Defendant argues that he was denied the effective assistance of counsel because defense
counsel failed to object to the introduction of evidence at trial, such as defendant’s alleged confession,
testimony concerning defendant’s post-arrest silence, hearsay testimony about a statement made by the
victim, and the admission of a 380 caliber handgun which was not relevant to the instant case. While
defendant asserts that defense counsel should have requested a Walker2 hearing to determine the
voluntariness of his alleged statements, there was no evidence on the record that the police interrogated
defendant and there was no evidence that the police engaged in any misconduct. Without evidence of
police interrogation, there is no question relating to a Miranda violation.

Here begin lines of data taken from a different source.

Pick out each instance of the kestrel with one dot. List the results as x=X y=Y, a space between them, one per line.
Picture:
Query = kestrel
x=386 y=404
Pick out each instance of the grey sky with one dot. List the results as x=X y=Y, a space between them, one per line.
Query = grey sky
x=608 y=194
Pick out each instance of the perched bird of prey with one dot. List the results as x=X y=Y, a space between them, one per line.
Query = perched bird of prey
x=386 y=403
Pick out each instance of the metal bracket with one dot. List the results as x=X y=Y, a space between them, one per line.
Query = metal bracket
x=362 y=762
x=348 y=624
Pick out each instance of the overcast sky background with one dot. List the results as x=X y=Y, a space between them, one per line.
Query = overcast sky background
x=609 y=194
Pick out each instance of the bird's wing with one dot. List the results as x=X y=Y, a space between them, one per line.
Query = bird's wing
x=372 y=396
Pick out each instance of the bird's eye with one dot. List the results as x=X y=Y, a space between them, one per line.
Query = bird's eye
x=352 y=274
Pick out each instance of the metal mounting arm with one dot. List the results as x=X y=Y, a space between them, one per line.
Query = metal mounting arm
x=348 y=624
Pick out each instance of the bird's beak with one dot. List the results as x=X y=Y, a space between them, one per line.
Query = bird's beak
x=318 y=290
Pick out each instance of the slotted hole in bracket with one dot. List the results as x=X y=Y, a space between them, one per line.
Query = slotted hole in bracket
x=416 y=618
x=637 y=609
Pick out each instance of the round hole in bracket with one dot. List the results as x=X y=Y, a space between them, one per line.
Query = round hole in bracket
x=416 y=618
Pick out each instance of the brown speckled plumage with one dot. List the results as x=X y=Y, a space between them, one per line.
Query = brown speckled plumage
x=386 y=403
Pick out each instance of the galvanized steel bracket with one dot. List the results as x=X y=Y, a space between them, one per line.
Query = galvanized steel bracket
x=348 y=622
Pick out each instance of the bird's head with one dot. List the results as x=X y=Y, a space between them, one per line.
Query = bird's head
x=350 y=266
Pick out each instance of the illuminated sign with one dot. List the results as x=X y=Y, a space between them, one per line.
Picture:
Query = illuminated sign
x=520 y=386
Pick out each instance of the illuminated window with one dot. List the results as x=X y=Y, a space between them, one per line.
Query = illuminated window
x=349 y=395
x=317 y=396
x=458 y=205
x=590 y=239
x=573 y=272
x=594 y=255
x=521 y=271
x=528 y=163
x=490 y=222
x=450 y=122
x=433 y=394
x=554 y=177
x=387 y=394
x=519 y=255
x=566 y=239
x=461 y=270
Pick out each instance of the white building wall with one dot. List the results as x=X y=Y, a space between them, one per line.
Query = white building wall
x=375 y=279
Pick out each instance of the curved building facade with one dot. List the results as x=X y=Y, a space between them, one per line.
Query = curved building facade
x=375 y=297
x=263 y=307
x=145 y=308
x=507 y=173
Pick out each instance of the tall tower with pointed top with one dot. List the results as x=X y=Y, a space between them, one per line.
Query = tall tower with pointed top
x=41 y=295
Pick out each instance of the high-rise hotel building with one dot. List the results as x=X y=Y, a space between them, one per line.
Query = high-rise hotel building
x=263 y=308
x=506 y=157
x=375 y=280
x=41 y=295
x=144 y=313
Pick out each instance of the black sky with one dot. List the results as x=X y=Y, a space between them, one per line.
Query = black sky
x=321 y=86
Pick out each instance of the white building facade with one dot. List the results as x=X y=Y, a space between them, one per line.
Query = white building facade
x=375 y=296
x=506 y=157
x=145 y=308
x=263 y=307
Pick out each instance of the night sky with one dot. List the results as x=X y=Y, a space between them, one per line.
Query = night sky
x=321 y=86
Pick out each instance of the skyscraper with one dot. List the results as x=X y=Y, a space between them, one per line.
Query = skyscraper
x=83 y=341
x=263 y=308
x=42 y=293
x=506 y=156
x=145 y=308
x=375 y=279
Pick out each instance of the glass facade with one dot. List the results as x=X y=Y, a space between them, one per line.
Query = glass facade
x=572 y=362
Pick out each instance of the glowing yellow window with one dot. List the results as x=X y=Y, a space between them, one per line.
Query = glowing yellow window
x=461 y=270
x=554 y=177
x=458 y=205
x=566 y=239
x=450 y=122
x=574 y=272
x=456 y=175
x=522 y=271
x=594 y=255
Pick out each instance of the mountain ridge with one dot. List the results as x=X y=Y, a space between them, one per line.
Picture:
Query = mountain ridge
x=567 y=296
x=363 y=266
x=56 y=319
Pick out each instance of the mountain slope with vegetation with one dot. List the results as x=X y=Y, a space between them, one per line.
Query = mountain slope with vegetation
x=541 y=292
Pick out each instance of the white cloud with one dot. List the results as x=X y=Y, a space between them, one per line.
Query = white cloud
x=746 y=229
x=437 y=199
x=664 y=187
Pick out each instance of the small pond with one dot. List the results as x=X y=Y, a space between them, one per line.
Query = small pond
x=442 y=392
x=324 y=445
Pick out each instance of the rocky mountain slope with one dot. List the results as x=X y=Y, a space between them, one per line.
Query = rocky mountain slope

Similarly, defendant was not
denied his right under the juvenile statute to have an adult present during questioning because there is no
evidence on the record that the police questioned him. Defendant made statements to the police without
any prompting. Because there was no evidence to call into question the voluntariness of defendant’s
statements, we believe that defense counsel’s failure to request a Walker hearing did not deprive
defendant of a fair trial.
Moreover, because we believe that the 380 handgun was properly admitted into evidence for
the reasons stated above, defendant was not denied a fair trial. Finally, although defense counsel failed
to raise a hearsay objection to Praedel’s testimony concerning statements made to him by White,
Praedel’s testimony regarding White’s statement was not the only “evidence” linking defendant with the
possession of a handgun during the assault. Therefore, we believe that defendant was not prejudiced by
his counsel’s failure to raise a hearsay objection to Praedel’s testimony.
/s/ Martin M. Doctoroff
/s/ David H. Sawyer
/s/ E. Thomas Fitzgerald
Miranda v Arizona, 384 US 436; 86 S Ct 1602; 16 L Ed 2d 694 (1966).
People v Walker (On Rehearing), 374 Mich 331; 132 NW2d 87 (1965).